Moreover, there’s a school of thinking that says that if the idea can attract a large crowd of financial supporters, it is likely to have merit.  Think about that for a second.  In a sort of mind-bending way that’s the time-and-space inversion of Peter Lynch’s investment wisdom, or of the idea that you only value what you pay for.  He often discovered some of his best-performing investments at the mall, by looking at what people were purchasing and taking home. If you like the store, chances are you’ll love the stock.  In this case, if people like the idea enough to invest in it, chances are they’d go out and buy the product or service.

Open calls, selective calls

The entertainment world uses the term ‘open call’ to describe the process of bringing in a large pool of talent to audition for a production. Anyone who has ever hoped to act or sing has probably wound up at one of these casting calls, also called cattle calls. Not so long ago, these open calls would be advertised in the newspaper, or on bulletin boards in industry hangouts. Now they arrive in your email inbox as well as online. A more selective method of finding the right talent involves middle men, in this case agents.  A producer or casting director might let several agents know what they’re looking for – or if it’s a part that they envision a certain actor playing, they might only contact one agent. That way the pool is smaller and pre-selected.

There’s a similar spectrum of scouting in business financing, though until now it’s been heavily weighted toward the selective end. If a startup needed funding, traditionally the entrepreneur would either parlay some of his own savings from the high-paying, expertise-enriching job he left; or he might ask some wealthy friends or others in his industry to invest; or he might connect with a PR firm to cast the net a little wider. Traditionally the entrepreneur would spend a huge amount of time on the road, visiting would-be funders. Crowdfunding has taken the bite out of that and added another level of possibility by opening up the appeal to anyone with a smartphone or laptop.
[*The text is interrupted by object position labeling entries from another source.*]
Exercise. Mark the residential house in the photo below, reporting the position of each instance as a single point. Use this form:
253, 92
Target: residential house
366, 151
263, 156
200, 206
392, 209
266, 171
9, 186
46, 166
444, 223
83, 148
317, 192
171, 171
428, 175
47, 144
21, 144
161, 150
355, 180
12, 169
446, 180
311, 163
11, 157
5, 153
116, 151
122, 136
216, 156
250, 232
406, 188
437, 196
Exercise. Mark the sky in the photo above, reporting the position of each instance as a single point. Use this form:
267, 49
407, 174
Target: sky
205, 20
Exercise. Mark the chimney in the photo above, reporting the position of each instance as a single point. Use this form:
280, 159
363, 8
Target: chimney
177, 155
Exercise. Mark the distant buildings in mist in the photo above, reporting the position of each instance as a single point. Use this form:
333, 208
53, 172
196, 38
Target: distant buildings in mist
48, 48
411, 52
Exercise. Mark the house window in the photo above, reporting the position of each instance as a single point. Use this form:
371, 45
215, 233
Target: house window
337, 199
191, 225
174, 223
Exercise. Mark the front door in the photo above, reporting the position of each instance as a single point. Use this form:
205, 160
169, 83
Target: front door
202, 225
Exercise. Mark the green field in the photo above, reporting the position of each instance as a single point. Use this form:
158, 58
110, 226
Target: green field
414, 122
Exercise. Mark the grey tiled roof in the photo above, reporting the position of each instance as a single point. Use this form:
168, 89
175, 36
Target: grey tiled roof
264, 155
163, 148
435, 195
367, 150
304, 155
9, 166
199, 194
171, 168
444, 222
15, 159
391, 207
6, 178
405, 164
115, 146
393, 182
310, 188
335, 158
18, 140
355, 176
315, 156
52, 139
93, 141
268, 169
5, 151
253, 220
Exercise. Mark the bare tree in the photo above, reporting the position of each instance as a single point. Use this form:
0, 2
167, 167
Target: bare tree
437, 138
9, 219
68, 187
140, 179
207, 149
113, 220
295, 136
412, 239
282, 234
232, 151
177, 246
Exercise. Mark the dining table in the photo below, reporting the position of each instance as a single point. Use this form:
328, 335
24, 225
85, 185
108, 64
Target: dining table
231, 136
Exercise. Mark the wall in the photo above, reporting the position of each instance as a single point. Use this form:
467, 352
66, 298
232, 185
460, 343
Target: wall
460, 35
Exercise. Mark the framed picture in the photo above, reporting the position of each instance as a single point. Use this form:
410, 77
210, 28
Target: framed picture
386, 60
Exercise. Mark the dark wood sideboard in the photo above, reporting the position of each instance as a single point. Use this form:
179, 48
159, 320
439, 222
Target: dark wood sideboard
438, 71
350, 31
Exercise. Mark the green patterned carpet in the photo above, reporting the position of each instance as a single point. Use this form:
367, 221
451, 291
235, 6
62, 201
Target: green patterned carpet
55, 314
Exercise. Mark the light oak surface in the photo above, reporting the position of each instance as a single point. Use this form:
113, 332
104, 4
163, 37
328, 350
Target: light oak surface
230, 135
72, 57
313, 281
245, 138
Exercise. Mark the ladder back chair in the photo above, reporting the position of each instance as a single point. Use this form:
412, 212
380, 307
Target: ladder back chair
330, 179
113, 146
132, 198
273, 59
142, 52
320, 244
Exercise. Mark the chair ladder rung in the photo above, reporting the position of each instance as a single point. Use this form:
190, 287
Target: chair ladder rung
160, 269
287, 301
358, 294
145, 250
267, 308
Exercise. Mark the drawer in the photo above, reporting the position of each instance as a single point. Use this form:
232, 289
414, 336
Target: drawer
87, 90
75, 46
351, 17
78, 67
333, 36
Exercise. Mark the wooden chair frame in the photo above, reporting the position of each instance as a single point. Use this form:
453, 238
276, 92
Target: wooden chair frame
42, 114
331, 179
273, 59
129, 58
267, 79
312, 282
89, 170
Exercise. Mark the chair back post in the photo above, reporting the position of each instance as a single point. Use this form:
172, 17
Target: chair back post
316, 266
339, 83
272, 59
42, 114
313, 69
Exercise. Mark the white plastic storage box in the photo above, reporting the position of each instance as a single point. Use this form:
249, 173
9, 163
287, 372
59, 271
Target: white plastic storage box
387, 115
Several new players are entering the scene and are facilitating crowdfunding.  They are the aforementioned crowdfunding equivalent of the investment bank.  Startups themselves, their role is to seek out angel funding, thus eliminating the need for more traditional funding..  They have the potential to pose serious risks to traditional lenders. 

Recently, a company called SeedInvest, an online platform designed to make it easier for investors to identify their ideal startups, was launched.  In short, they are making it possible to do online what has been done in person for a century or more.  Due diligence, compliance and the funding process itself are all seamlessly completed online, so that investing in a startup is as simple as buying a stock through your online broker.  

CircleUp is another such platform.  Launched in April 2012, it has become one of the largest crowdfunding sites, screening startup businesses, providing financials and other essential company information, and enabling investors to ask questions of the innovative CEOs heading up companies offered on the site.    

Premium men’s apparel designer Gustin recently had a crowdfunded barn raising that netted $450,000 from more than 4,000 backers.[2] Its creative approach to solving a longtime problem in the fashion industry – namely, producing clothing on speculation and then not being able to sell it or make a margin on it – has turned the entire equation of clothing manufacturing around. First, Gustin crowdsourced customer opinion on the styles, cut and fabric of the high-end jeans it makes. Then it made the radical move of going completely online and direct to the consumer, cutting out its ready-to-wear and brick-and-mortar operations. Much of the funding came from payment for pre-orders, which allowed the company to not only cut down on materials inventory, but gain much better intelligence on which fabrics and how much of them to order to begin with. Gustin found that its crowdsourced customers were willing to give up expediency – they now must wait four to six weeks to get the jeans they’ve ordered – in exchange for having a say in the design and manufacturing (sourcing) processes. Many voices make for good business – in this case, at least.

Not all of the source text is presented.